Software, technology, sysadmin war stories, and more. Feed
Sunday, June 5, 2011

Catching problems before the customers do, or not

After you've worked a few thousand support tickets in a couple of months, you start learning things, and you start noticing patterns. I realized that while brute force is one way to keep up with whatever customers may need, it's a soul-sucking technique which ignores one's higher brain functions. I tried to do something about it.

One thing which occurred to me is that many tickets simply don't ever need to exist. There are things which (at the very least) could be noticed by the hosting company and resolved long before the customer ever found out. At least that changes it from a flood of customer-requested tickets to a flood of internal requests. That is actually a net win, since it means less hassle for customers and it also looks like you are being proactive, because, well, you are, and they love that.

We had this service where backups would run on your server periodically and would dump over a private network to a huge backup environment. These dumps and a pass/fail status would show up in a database somewhere. There was another database where you could find out if the customer had ordered backups for it or not -- call it a SKU, because that's what it was.

So now you have basic set logic going on here. Just using the backup transfer logs, you get a set of hosts which have been backed up recently, a set of hosts which have been backed up (at any point), and a set of hosts which have never been backed up. From the provisioning side, then you have a set of hosts which should be getting backed up, and a set of hosts which should not.

From this point, the rest is a simple matter of doing intersections and unions and all of this to get things you care about: hosts which should be getting backed up but never have, hosts which were being backed up and then strangely stopped (but should still be getting it), and so on.

I had all of these triggers feed into something I called the audit console, where it would rattle off a list of problems for anyone who cared to look. It could also pick up on a bunch of other random dumb things which could be broken in a customer's configuration: more IPs in use than their firewall's license will support, and so on.

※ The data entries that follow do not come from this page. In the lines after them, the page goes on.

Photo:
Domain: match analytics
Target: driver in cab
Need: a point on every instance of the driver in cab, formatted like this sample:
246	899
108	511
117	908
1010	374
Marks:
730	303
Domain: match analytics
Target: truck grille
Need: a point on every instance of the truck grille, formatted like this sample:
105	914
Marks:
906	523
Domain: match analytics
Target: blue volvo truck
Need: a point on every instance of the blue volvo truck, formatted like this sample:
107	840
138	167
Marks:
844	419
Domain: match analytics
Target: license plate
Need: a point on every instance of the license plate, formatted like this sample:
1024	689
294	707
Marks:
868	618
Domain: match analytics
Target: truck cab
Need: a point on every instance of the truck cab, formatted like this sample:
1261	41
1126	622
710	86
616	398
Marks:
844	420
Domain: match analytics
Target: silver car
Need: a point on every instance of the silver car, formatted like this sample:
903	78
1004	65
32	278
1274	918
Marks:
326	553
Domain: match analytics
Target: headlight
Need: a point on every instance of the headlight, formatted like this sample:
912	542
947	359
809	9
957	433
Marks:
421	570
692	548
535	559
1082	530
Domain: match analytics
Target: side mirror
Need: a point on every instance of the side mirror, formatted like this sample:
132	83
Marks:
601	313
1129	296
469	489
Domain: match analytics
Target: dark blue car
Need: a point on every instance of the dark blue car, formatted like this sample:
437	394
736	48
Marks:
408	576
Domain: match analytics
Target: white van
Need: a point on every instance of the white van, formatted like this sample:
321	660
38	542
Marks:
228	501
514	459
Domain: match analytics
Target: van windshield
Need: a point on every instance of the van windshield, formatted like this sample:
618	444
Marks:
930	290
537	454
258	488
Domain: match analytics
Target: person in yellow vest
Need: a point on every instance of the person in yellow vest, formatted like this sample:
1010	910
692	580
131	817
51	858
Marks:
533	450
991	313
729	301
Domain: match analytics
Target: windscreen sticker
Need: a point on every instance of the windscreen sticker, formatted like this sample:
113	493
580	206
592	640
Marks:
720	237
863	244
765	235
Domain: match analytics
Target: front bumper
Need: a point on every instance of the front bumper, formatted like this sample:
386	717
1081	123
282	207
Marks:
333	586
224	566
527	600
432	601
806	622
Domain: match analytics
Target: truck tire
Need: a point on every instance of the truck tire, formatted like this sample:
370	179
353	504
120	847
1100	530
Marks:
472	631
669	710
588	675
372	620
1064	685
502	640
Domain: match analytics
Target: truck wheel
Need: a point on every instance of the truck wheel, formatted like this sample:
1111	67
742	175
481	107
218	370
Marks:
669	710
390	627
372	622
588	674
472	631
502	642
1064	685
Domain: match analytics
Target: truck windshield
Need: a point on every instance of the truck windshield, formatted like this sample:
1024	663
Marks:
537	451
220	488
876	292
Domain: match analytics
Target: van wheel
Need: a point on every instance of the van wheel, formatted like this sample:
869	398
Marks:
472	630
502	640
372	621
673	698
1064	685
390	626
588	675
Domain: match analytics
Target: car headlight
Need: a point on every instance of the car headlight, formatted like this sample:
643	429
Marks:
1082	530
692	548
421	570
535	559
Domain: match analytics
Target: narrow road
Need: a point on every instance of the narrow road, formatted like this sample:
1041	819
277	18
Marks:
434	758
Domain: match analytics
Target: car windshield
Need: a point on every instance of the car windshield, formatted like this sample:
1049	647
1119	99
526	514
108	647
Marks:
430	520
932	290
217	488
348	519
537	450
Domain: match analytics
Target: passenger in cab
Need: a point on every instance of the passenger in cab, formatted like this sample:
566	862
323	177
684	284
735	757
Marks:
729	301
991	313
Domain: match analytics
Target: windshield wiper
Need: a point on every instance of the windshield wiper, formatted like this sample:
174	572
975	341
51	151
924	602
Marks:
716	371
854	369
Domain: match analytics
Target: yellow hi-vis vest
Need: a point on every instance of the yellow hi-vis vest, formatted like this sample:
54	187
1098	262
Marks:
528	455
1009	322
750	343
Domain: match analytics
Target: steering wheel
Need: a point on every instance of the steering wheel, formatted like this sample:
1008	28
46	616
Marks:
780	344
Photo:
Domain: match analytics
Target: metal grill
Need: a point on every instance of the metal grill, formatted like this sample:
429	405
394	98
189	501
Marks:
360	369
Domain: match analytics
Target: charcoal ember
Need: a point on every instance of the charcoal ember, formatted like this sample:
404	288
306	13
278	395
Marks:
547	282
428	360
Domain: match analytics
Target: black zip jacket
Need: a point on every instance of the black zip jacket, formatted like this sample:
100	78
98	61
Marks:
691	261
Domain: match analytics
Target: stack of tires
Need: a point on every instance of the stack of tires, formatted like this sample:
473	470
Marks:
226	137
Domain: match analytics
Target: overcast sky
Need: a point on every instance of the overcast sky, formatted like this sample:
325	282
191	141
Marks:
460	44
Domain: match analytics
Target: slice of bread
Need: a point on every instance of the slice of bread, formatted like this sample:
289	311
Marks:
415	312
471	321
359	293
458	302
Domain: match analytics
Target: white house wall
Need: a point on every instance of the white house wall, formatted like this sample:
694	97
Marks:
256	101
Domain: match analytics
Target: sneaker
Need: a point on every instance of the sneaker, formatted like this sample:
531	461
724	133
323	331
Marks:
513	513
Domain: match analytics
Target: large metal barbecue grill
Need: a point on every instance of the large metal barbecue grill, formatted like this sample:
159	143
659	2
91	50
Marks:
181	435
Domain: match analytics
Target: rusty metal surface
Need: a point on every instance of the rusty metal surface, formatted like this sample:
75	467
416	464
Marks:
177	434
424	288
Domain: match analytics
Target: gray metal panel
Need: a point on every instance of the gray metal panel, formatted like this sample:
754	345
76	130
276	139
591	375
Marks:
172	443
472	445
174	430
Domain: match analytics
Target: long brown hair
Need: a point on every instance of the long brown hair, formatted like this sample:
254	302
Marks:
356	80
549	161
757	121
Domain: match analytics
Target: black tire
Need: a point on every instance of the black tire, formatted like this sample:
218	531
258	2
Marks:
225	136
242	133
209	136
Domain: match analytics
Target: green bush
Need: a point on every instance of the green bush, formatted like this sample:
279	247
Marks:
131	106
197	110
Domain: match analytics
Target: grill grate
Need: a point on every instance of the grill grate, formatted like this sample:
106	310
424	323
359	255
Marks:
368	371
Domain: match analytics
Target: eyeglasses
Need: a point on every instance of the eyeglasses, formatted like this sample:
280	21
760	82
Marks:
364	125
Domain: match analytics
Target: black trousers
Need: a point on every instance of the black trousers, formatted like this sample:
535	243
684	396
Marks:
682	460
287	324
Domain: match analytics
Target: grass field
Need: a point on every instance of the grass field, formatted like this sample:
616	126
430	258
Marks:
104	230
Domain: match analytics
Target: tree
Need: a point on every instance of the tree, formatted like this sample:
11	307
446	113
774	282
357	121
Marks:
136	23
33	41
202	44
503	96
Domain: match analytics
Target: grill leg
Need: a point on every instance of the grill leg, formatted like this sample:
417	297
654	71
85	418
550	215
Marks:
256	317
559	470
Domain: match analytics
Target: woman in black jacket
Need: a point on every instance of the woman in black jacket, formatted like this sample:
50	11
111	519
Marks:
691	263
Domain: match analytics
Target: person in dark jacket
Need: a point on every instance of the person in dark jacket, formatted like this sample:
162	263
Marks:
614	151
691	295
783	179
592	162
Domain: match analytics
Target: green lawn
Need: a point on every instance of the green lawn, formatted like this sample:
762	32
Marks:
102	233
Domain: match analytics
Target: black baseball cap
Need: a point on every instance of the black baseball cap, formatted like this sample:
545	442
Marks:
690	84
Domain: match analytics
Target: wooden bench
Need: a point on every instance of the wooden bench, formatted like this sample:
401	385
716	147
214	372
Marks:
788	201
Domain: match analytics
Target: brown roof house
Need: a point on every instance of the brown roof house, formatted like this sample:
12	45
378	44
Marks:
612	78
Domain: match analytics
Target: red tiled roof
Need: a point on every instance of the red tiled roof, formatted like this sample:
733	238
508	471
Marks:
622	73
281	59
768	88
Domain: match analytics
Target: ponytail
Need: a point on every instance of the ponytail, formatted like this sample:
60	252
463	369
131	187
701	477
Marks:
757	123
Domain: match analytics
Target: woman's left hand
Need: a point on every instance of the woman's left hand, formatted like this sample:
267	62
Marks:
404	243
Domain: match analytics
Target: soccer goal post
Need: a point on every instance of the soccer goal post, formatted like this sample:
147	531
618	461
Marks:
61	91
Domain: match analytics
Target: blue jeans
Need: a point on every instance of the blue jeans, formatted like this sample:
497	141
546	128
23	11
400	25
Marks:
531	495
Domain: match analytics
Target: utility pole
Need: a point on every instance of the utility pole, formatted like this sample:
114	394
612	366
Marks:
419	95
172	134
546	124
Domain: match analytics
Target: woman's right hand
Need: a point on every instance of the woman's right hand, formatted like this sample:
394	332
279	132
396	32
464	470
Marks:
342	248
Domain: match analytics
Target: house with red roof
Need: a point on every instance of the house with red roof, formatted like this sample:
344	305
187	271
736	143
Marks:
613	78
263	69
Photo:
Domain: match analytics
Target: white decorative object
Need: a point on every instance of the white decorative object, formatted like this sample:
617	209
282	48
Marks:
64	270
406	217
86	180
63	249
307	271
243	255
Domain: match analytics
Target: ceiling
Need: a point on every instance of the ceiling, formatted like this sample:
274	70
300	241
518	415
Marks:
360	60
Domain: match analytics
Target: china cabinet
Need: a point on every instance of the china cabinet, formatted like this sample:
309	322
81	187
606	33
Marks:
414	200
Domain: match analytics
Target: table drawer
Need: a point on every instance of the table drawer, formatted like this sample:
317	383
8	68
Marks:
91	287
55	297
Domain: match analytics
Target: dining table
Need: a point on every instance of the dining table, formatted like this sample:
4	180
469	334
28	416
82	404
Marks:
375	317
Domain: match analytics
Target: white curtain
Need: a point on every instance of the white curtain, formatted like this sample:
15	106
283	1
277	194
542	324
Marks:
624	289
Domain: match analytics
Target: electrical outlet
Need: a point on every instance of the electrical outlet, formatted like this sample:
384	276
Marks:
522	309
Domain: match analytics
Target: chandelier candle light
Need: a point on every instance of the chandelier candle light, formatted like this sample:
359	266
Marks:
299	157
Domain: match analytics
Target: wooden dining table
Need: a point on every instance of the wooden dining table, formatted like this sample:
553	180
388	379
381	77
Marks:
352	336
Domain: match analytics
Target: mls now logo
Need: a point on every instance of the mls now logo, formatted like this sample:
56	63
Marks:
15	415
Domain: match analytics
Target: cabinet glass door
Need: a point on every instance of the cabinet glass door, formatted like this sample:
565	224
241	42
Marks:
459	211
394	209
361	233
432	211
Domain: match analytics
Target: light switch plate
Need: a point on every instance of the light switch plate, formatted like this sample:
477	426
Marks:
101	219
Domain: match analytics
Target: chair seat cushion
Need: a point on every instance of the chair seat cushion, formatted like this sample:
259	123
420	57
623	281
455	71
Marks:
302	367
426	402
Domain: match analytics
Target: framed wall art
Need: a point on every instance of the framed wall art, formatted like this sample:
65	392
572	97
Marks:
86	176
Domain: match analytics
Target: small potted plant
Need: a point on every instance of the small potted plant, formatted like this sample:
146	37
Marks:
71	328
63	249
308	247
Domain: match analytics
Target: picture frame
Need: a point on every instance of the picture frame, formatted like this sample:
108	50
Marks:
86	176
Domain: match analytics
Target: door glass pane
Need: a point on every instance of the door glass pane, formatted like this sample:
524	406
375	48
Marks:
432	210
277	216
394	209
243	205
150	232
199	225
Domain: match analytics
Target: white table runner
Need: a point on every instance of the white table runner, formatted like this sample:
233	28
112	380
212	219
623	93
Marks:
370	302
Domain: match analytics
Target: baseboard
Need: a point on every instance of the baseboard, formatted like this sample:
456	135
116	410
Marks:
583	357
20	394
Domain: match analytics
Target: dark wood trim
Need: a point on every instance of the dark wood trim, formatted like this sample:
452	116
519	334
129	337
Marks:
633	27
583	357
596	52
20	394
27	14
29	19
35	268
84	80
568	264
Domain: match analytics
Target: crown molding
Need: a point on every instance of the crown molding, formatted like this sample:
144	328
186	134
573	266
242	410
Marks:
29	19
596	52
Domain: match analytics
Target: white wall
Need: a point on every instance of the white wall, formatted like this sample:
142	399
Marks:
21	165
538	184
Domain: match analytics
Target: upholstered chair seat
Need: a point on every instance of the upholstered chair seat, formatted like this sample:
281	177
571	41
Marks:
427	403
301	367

So now I had this magnificent web page which showed plenty of opportunities for fixing things before they went and hurt a customer, but... nobody cared. There was no real incentive to do anything about that kind of problem before the fact. Even though the consequences could be brutal if the worst happened, few seemed to worry about it.

Let's say you are paying for backup service, and it stopped working three weeks ago, and you pay for two week retention. That means your last backup disappeared from the environment a week ago. You have no backups. Now imagine your disk dies. You're toast.

This is one of those things which was obviously correct and yet was never adopted. If the right people don't care, nobody will.